Justiniano I. und die Dringlichkeit eines globalen „Corpus Juris Digitalis“ 👑

Veröffentlicht am 16. February 2026 | Aus dem Spanischen übersetzt

Im 6. Jahrhundert befahl der Kaiser Justiniano I., Jahrhunderte römischer Gesetze in dem Corpus Juris Civilis zusammenzutragen und zu systematisieren, einem Pfeiler des westlichen Rechts. Heute stehen wir vor einer ähnlichen Alternative im digitalen Raum. Das Fehlen eines internationalen rechtlichen Rahmens für KI, Daten und Algorithmen schafft ein Panorama der Unsicherheit und geteilter Risiken.
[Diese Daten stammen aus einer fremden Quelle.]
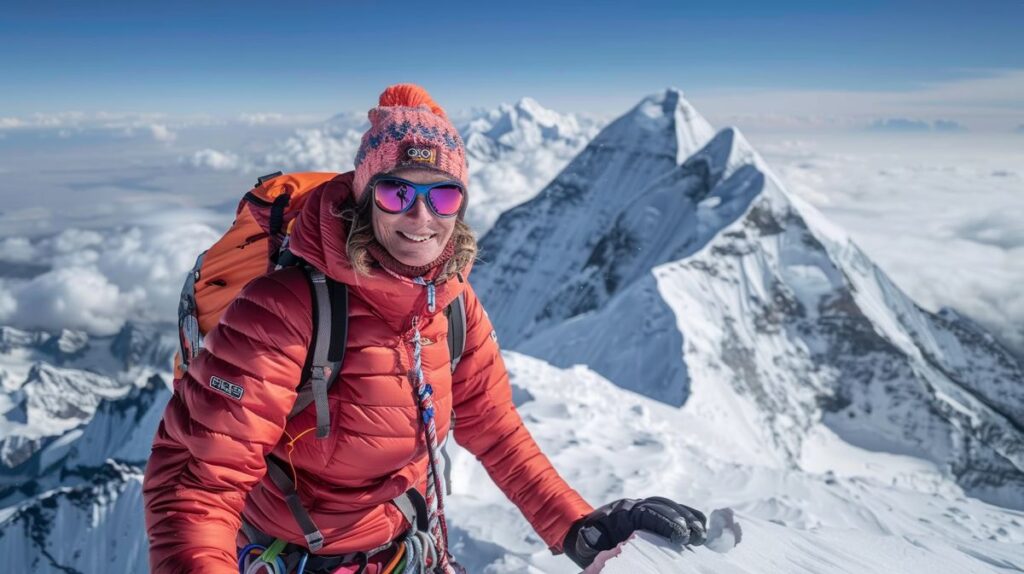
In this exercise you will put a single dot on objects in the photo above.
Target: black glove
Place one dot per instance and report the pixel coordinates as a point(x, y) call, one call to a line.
point(609, 525)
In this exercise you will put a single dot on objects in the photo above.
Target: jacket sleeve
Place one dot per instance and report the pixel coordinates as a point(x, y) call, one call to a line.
point(227, 412)
point(488, 426)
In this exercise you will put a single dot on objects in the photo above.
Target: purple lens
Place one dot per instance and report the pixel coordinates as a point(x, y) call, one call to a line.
point(393, 195)
point(445, 199)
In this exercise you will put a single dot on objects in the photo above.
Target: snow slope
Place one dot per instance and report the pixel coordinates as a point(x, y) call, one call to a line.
point(872, 513)
point(676, 323)
point(707, 285)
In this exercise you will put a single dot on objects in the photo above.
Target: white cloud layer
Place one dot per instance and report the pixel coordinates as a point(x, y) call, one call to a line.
point(96, 281)
point(943, 221)
point(988, 101)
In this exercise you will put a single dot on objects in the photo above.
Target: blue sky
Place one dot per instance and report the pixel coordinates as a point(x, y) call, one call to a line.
point(321, 57)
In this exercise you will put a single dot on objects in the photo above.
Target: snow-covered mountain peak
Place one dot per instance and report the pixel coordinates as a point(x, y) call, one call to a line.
point(705, 284)
point(523, 125)
point(663, 123)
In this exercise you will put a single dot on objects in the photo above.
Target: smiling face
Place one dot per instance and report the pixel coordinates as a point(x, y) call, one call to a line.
point(417, 236)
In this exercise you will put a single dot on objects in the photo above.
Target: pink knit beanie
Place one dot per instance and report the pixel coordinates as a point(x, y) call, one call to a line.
point(409, 129)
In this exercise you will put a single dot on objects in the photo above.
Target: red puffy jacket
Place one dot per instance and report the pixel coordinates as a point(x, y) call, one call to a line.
point(207, 467)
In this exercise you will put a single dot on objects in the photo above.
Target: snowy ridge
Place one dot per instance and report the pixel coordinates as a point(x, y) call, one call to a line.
point(568, 216)
point(881, 513)
point(514, 150)
point(707, 285)
point(696, 333)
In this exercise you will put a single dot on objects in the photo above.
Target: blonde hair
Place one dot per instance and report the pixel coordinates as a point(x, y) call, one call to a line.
point(360, 234)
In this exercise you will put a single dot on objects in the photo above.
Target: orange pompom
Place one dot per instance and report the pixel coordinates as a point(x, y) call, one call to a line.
point(410, 95)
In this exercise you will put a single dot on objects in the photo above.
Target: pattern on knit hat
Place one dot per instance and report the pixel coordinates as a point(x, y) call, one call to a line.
point(407, 116)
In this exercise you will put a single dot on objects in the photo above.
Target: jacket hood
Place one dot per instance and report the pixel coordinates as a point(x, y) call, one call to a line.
point(320, 236)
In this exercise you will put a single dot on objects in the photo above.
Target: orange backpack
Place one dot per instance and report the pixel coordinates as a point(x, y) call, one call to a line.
point(254, 246)
point(248, 250)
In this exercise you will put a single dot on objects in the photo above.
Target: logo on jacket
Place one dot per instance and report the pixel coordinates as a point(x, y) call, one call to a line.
point(226, 387)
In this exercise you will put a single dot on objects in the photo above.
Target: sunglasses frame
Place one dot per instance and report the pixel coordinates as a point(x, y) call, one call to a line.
point(421, 189)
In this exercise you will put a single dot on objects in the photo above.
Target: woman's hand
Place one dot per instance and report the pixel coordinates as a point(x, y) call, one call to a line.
point(609, 525)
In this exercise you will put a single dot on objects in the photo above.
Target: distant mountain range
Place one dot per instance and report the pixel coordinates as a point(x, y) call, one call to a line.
point(667, 258)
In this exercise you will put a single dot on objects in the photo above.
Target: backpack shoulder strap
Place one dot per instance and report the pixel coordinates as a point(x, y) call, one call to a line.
point(456, 313)
point(328, 347)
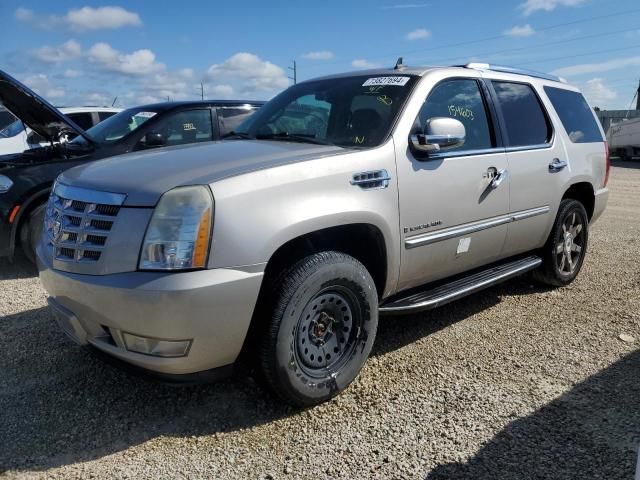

Un emperador romano, con pergamino del

Architektur eines rechtlichen Vertrags für den Code ⚖️

Der Vorschlag eines Corpus Juris Digitalis erfordert eine interdisziplinäre Entwicklung. Seine Architektur sollte rechtliche Schichten definieren: eine Basis ethischer Prinzipien (Transparenz, Nichtdiskriminierung), eine technische Schicht mit Standards für die Überprüfung von Algorithmen und Zertifizierung von Systemen sowie eine Governance-Schicht, die Gerichtsbarkeit und Verantwortlichkeit festlegt. Die Interoperabilität zwischen nationalen Rahmenwerken und diesem Vertrag wäre eine zentrale technisch-juristische Herausforderung.

Denn IA sich selbst regulieren zu lassen, ist wie einem Kater den Fisch zum Bewachen anzuvertrauen 🐱

Die Alternative zu einem globalen Vertrag ist das aktuelle digitale Wilde Westen, in dem jede Körperschaft ihre eigenen Ethikregeln schreibt, oft so solide wie ein Schloss aus Karten. Darauf zu vertrauen, dass geschäftliche Interessen Grenzen für algorithmischen Bias oder Datenausbeutung setzen, hat eine fragwürdige Erfolgsbilanz. Ohne einen verbindlichen Rahmen ähnelt die Selbstregulierung dem Auftrag an einen Wolf, die Lämmergärtnerei zu entwerfen.